Thomas Campion (1567-1620): Ariadné Consort (Duration: 01:45; Video: 1080p HD)

The multi-talented Thomas Campion was well-known as a poet and songwriter who composed over a hundred lute songs and masques for dancing.  While still a young teenager, Campion’s step-father packed him off to Cambridge University. But after spending four years there, he left without a degree for some reason and entered London’s Gray’s Inn to study law.



Another change in career plans took him to Caen in north western France where he studied medicine, receiving his medical degree in 1605.  He finally moved back to London, where he worked as a physician.  It is pleasing to think of him humming snippets of his songs as he poked around examining his patients.

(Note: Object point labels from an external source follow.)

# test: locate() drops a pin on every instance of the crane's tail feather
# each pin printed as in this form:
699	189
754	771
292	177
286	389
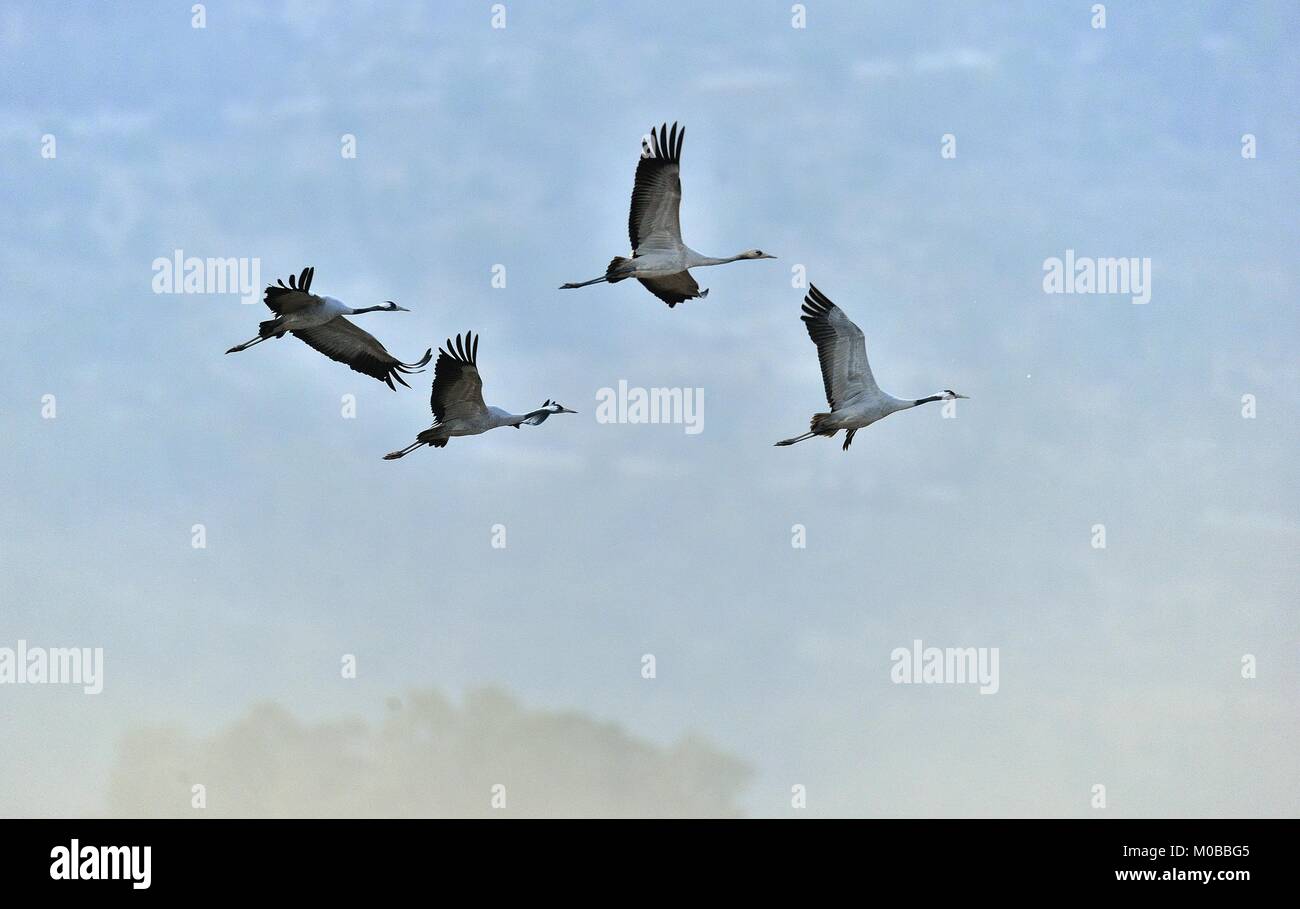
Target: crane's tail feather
818	425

His first book of poetry appeared in 1591 and his first songbook in 1601 so Elizabeth would almost certainly have been familiar with his early works and could well have performed some of the songs herself.  But not this one.  The song comes from Campion’s a song book which appeared around 1613, ten years after the queen’s death.

Campion was also highly knowledgeable in music theory.  In 1615, he published a technical book crisply entitled A New Way of Making Foure Parts in Counterpoint by a Most Familiar and Infallible Rule.  For many years, it was the standard textbook on counterpoint, though it probably didn’t contain many jokes.